If your dog likes fruit, they might enjoy eating a few cranberries as a special treat. Feed these in small portions as too many can cause upset stomach. Even though too many are a bad thing, cranberries in small doses can be a good thing. They are packed with vitamins and other nutrients.
When serving cranberries, make sure they are not sweetened with xylitol, which is toxic to dogs, or raisins, also bad for them.
Plain pumpkin is another great treat for your pet. Save a spoonful for them before sweetening it for your pie or get them some all on their own. Pumpkin can be good for their tummies as well as their anal glands.
Moderation is Key
Although there are many safe things you can put on your dog’s Thanksgiving plate, it’s important not to give your pup too much.
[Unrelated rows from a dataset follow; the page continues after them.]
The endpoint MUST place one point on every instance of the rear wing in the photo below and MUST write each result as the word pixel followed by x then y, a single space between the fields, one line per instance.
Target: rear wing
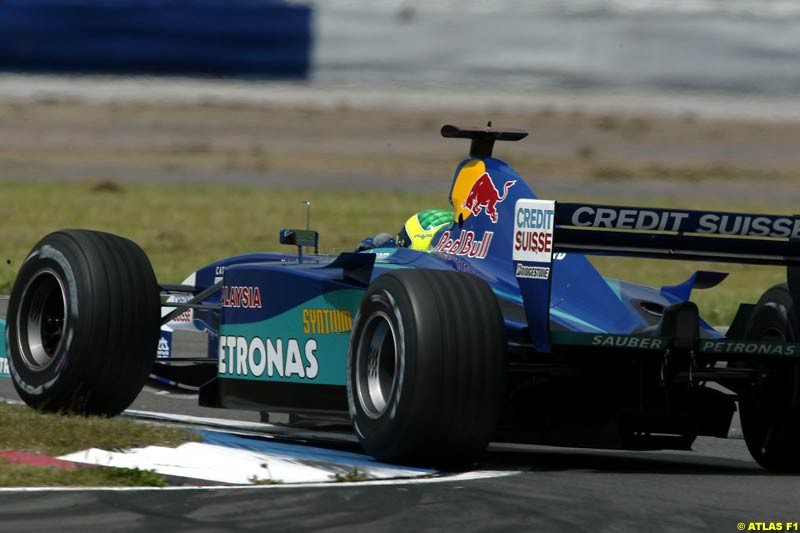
pixel 543 226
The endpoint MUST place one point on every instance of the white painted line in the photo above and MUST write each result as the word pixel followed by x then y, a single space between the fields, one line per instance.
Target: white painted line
pixel 458 478
pixel 223 464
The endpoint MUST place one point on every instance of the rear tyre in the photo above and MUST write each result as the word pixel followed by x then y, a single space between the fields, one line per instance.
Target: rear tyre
pixel 83 323
pixel 426 367
pixel 769 414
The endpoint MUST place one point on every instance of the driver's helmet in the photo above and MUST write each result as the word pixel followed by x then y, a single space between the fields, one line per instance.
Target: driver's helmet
pixel 419 230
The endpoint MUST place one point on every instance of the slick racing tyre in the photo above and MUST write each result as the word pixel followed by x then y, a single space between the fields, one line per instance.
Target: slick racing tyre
pixel 426 367
pixel 83 323
pixel 769 415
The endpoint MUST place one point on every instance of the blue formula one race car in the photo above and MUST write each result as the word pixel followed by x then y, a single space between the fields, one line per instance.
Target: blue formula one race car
pixel 500 329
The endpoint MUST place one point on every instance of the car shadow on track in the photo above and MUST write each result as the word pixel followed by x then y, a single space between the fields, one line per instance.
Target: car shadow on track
pixel 622 462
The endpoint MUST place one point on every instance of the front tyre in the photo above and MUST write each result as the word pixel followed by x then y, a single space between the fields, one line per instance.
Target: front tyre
pixel 426 367
pixel 769 414
pixel 83 323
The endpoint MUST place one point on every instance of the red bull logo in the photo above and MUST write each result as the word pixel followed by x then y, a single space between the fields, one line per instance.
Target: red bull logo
pixel 474 192
pixel 484 196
If you overfeed them too many new and different foods, they may give your pet an upset tummy.
Vets recommend dogs get no more than 10% of their diet from treats, so if a dog eats 10 ounces of food in a day, they should get no more than 1 ounce of treats. You should also reduce how much they get in their dinner bowl by the same amount, so your pup doesn’t end up packing holiday pounds.
If your dog wolfs down treats like they’re going out of style, try stuffing them into a kong to help those treats last a little bit longer.
Remember to avoid anything with onions, raisins, and excess fat in it, and to never give your puppy cooked bones from the table. By choosing safe foods for your pet to eat, you can help them enjoy Thanksgiving with you, without any Thanksgiving regrets.